Getting The Best Price For Your Home Without Pricing Yourself Out Of The Market

Posted by Alan Zunec on Thursday, May 29th, 2014 at 3:00pm.

A Comparative Market Analysis, or CMA, is a report that gives homeowners a more accurate idea of the value of their home. When it comes time to sell that home, a CMA also gives you an idea of what the list price should be. A number of items are looked at to generate these reports, including those below. Data is collected from your local area to insure that you are comparing apples to apples.

Start with Location

Your home should always be compared with similar properties in the same area. Some neighborhoods are pricier than others, even if you have similar properties. You are paying for the address as much as the physical house. Locations within neighborhoods also have variable degrees of desirability. A home near power lines, railroads or busy roadways is usually not as desirable as one in a quieter part of the neighborhood, all other factors being equal.

Age and Condition

Many neighborhoods have properties that were built at the same time. In this case, the focus would likely turn to the maintenance of the homes. Renovations, especially those that add a bathroom or extra bedroom, would usually carry a higher value than homes in their original configurations. Adding a swimming pool, hot tub or classy deck also increases value.
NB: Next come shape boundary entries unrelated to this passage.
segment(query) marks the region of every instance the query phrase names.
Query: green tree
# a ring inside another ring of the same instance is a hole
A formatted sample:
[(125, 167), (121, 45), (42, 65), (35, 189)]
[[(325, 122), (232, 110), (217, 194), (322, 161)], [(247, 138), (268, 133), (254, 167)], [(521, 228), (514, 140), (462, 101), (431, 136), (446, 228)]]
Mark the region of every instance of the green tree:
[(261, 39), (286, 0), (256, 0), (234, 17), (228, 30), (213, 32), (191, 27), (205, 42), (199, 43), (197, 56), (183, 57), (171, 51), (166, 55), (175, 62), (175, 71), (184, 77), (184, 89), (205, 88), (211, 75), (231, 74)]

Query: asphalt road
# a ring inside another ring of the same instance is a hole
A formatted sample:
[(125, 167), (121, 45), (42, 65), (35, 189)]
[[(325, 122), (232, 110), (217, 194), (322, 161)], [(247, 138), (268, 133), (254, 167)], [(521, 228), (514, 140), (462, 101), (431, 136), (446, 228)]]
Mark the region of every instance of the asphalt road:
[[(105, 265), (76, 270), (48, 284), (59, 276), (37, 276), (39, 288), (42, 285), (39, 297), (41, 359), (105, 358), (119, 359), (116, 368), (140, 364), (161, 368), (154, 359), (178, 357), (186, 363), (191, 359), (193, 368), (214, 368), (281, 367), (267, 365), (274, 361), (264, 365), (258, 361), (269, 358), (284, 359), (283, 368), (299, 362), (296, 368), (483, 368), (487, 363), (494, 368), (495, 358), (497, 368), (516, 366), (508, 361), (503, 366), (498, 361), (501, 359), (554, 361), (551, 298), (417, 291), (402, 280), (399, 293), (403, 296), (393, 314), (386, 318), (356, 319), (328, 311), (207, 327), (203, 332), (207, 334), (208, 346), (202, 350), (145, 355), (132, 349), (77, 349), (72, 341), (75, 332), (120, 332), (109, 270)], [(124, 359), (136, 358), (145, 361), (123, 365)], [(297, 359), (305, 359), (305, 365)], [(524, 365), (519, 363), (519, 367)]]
In some cases neighborhoods built at different times sort of blend together, particularly at the edges. In this case you could have homes built years or even decades apart. When you compare properties in your neighborhood, make sure you know exactly when they were built. Remember the apples to apples comparison mantra.

Check Out Home Listings

Look at active home listings in your area. Compare the asking prices with those on the sold home listings. The latter will give you a better idea of what home buyers were willing to pay. Looking at both listings will help you come up with a more realistic price.

Another list to check out is one for pending home sales. These are homes that are pending sale but not on either of the prior two lists. Though the pricing is not finalized, you can get an idea of how it stands in the final negotiation stage. This also gives you a better idea of current trends, as opposed to the six month window on the sold home list.

Off The Market Properties

Another list to check out is one for properties that are no longer on the market. It could mean that the seller changed his mind about selling and pulled the property. Or, that seller may have pulled the property because he wasn’t able to get anything near his asking price. Usually the property is relisted when market prices come back up. This list gives you an idea of a cap to put on your asking price. Just compare all the other factors before making the final decision.